The phantom rises

Last night was unpleasant to say the least. I noticed when I was reading in bed last night that the phantom sensations were incredibly high and worse than it had been for ages. Now I could be wrong but I am guessing that it had something to do with the trauma it was subjected to during the physio session yesterday. I don’t really understand what would have happened to cause this but with phantom pains being such a mystery it could be anything. So what did I feel? Well the nerves in the stump were alive with tingling, my foot (that isn’t there) was also electric with nerves constantly firing, the stump randomly jumped involuntary and there was one more thing. This is really hard to explain, it is like there are air pockets inside the stump and the phantom foot that are moving around. They move across the stump, foot or both, then go, then come back and travel in all different directions. There can be bigger sized ones that seem to move slowly and then there seem to be many smaller ones that seem to travel quicker. I thought I would have to get up and take more medication to deal with it but I was so tired last night before I turned the light off I seemed to cope with it. Holding the stump up or rubbing it stops the feelings but not long after the stump is back flat on the bed it starts again, it is really bad before it ease a little but it never stops. The last few nights (probably just under a week) I have had trouble because of being woken during the night with pain in my hip and stump, when laying on the amputated side (which had been fine previously). It is like a horrendous ache but with numbness rolled in for good measure, it even hurts when I try and turn over, especially the stump. I hope this all settles down quickly because that could be another reason why I am a bit down at the moment.

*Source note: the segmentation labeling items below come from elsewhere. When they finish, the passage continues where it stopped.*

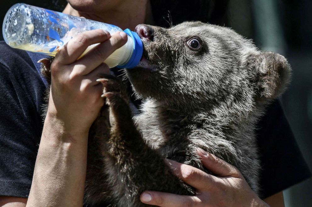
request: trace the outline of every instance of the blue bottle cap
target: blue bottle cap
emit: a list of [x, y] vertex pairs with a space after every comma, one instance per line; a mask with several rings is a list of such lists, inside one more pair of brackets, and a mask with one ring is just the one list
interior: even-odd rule
[[124, 32], [130, 36], [133, 41], [133, 52], [129, 61], [124, 65], [117, 65], [118, 68], [131, 68], [137, 65], [142, 58], [143, 53], [143, 44], [140, 37], [136, 33], [129, 29], [126, 29]]

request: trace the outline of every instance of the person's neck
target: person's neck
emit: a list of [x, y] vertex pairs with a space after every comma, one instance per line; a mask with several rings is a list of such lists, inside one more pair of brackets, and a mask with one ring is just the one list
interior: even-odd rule
[[123, 29], [134, 30], [139, 24], [152, 24], [153, 18], [149, 0], [132, 1], [131, 4], [121, 5], [113, 9], [103, 10], [97, 13], [79, 12], [68, 3], [63, 13], [77, 17], [116, 25]]

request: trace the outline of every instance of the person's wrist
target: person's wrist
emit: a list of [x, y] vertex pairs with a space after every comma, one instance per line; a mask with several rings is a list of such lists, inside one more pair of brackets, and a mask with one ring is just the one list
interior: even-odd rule
[[[45, 120], [42, 139], [48, 137], [50, 140], [73, 143], [85, 144], [89, 128], [81, 128], [66, 123], [55, 113], [48, 111]], [[53, 141], [53, 140], [51, 140]]]
[[252, 207], [270, 207], [270, 206], [256, 195], [252, 199], [250, 205]]

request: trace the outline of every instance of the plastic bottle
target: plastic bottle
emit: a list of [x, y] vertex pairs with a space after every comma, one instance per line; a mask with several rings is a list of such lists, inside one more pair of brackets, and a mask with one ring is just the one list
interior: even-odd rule
[[[116, 26], [24, 3], [14, 5], [2, 26], [4, 40], [11, 47], [55, 56], [71, 38], [84, 31], [102, 29], [111, 34], [122, 30]], [[136, 33], [124, 31], [128, 41], [104, 61], [110, 68], [130, 68], [142, 57], [143, 46]], [[82, 55], [97, 44], [89, 46]]]

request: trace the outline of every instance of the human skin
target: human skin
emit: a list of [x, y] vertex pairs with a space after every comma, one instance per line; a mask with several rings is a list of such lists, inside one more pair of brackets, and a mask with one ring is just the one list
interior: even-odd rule
[[[70, 4], [64, 13], [116, 24], [123, 28], [133, 29], [137, 24], [150, 19], [147, 0], [68, 1]], [[125, 35], [118, 33], [111, 37], [98, 30], [86, 32], [71, 40], [58, 54], [51, 66], [48, 107], [28, 200], [24, 199], [20, 202], [6, 198], [9, 202], [5, 206], [19, 206], [19, 203], [25, 206], [26, 202], [26, 206], [29, 206], [82, 205], [88, 132], [104, 104], [101, 98], [102, 86], [96, 80], [99, 74], [108, 72], [107, 66], [102, 63], [125, 43]], [[76, 60], [88, 46], [99, 43], [103, 43], [92, 53]], [[151, 200], [145, 203], [161, 206], [181, 206], [185, 203], [187, 206], [227, 206], [229, 203], [226, 202], [231, 205], [233, 200], [224, 198], [235, 197], [238, 204], [266, 204], [253, 193], [243, 178], [237, 177], [240, 174], [237, 169], [232, 173], [232, 168], [220, 159], [214, 164], [214, 160], [209, 159], [213, 157], [202, 156], [203, 164], [217, 175], [222, 173], [219, 177], [225, 177], [227, 179], [222, 180], [226, 182], [218, 183], [217, 187], [209, 188], [212, 180], [215, 182], [216, 179], [214, 176], [191, 166], [169, 162], [174, 166], [177, 175], [197, 189], [200, 194], [190, 197], [148, 191], [145, 193], [151, 195]], [[142, 194], [142, 200], [149, 198], [146, 195]], [[11, 205], [11, 201], [17, 202]]]

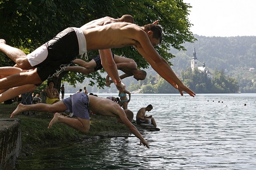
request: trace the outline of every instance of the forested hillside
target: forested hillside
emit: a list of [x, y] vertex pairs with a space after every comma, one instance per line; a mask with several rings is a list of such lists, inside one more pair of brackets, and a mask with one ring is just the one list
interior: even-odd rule
[[[209, 37], [197, 35], [194, 36], [197, 39], [194, 43], [187, 42], [182, 44], [187, 51], [179, 51], [172, 48], [170, 51], [176, 56], [171, 60], [173, 65], [172, 68], [180, 78], [182, 70], [185, 71], [187, 67], [190, 68], [190, 60], [193, 56], [194, 47], [199, 66], [202, 66], [203, 62], [204, 62], [206, 66], [213, 73], [216, 70], [223, 70], [226, 75], [237, 80], [239, 90], [242, 92], [256, 92], [255, 83], [252, 82], [253, 80], [254, 81], [256, 80], [256, 71], [249, 71], [250, 68], [256, 68], [256, 36]], [[146, 71], [148, 77], [150, 75], [157, 74], [151, 68]], [[138, 83], [131, 77], [126, 78], [123, 82], [127, 87], [130, 83], [133, 86]], [[140, 85], [143, 84], [141, 83], [140, 83]], [[145, 82], [144, 83], [144, 84], [147, 83]], [[137, 88], [140, 87], [138, 85]], [[172, 87], [171, 88], [173, 88]], [[103, 90], [106, 91], [116, 91], [114, 87], [111, 89], [107, 87]]]
[[171, 62], [176, 70], [190, 65], [194, 47], [199, 63], [204, 62], [213, 70], [227, 69], [231, 73], [238, 69], [249, 71], [249, 68], [256, 68], [256, 36], [194, 37], [197, 41], [194, 43], [183, 44], [187, 51], [170, 51], [176, 56]]

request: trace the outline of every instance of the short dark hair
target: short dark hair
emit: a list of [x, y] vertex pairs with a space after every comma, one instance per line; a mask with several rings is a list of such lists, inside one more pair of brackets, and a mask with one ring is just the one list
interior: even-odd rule
[[163, 29], [161, 27], [157, 24], [149, 24], [143, 26], [147, 31], [153, 32], [153, 37], [160, 40], [160, 43], [163, 39]]
[[47, 85], [48, 86], [50, 84], [50, 83], [51, 83], [51, 82], [52, 82], [52, 83], [54, 83], [54, 85], [55, 83], [54, 83], [54, 81], [53, 81], [53, 80], [50, 80], [48, 81], [48, 82], [47, 83]]
[[147, 107], [149, 109], [153, 109], [153, 106], [152, 106], [152, 105], [151, 104], [149, 104], [147, 106]]

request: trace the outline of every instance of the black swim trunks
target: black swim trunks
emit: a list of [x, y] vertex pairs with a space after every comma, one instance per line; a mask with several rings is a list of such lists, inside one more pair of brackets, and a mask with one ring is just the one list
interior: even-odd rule
[[47, 58], [34, 66], [42, 81], [64, 71], [79, 55], [79, 46], [75, 31], [67, 28], [45, 44]]
[[[113, 59], [114, 55], [114, 54], [112, 53]], [[96, 67], [94, 68], [94, 71], [100, 70], [103, 68], [102, 65], [101, 65], [101, 60], [100, 59], [100, 56], [99, 55], [97, 55], [93, 58], [90, 58], [89, 59], [89, 61], [91, 61], [92, 60], [94, 60], [96, 63]]]

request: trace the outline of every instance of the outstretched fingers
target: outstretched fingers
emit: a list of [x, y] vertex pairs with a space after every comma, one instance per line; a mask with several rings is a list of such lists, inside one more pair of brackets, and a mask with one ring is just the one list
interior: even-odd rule
[[142, 141], [141, 140], [140, 140], [140, 146], [141, 145], [142, 143], [143, 143], [143, 145], [145, 146], [147, 146], [147, 148], [148, 148], [149, 149], [150, 148], [149, 147], [149, 145], [148, 143], [145, 139], [144, 139], [143, 141]]

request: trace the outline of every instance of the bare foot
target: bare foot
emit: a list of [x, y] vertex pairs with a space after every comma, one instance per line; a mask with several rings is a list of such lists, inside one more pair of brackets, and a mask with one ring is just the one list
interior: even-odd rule
[[3, 39], [0, 39], [0, 43], [4, 43], [6, 44], [6, 42], [5, 41], [5, 40]]
[[54, 114], [54, 118], [52, 118], [51, 121], [50, 122], [50, 123], [49, 124], [49, 126], [48, 126], [48, 129], [50, 129], [50, 128], [51, 128], [52, 126], [55, 123], [59, 122], [58, 118], [60, 116], [62, 116], [59, 113], [55, 113], [55, 114]]
[[14, 116], [16, 114], [17, 114], [18, 113], [20, 113], [21, 112], [22, 112], [24, 111], [25, 111], [26, 110], [25, 108], [26, 108], [26, 106], [24, 106], [21, 103], [20, 103], [19, 104], [18, 106], [17, 106], [17, 108], [15, 109], [15, 110], [14, 110], [14, 111], [13, 112], [12, 112], [12, 114], [11, 114], [11, 116], [10, 117], [10, 118], [11, 118], [13, 117], [13, 116]]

I had a list of jobs to get done today and a new one even presented itself this morning. I only managed to get a couple of them done then got totally distracted and then slid into a bit of online retail therapy. I told myself I wouldn’t buy anymore clothes on principle and that I would have to loose weight to get back into the ones I have. I can’t see me shifting much weight in the near future so some bargains at Sports Direct where calling. I phoned the community care at Doddington Hospital to find out where I was on the list, this is to have the house reviewed for a grant to get the bathroom converted to a wet room. I was told that as an amputee I would be a priority and go to the bottom of the top list and would be seen within 12 weeks. A lady that phoned back this afternoon told me there was still another ten people in front of me and at the moment the waiting list is 16 weeks. I was also told that because I am only looking to get wet room, even though I have been banned from using the shower and the bath and have to strip wash, I am not a priority and I am at the bottom end of the bottom list. Hmmmm a down ward spiral I am on at the moment bah humbug!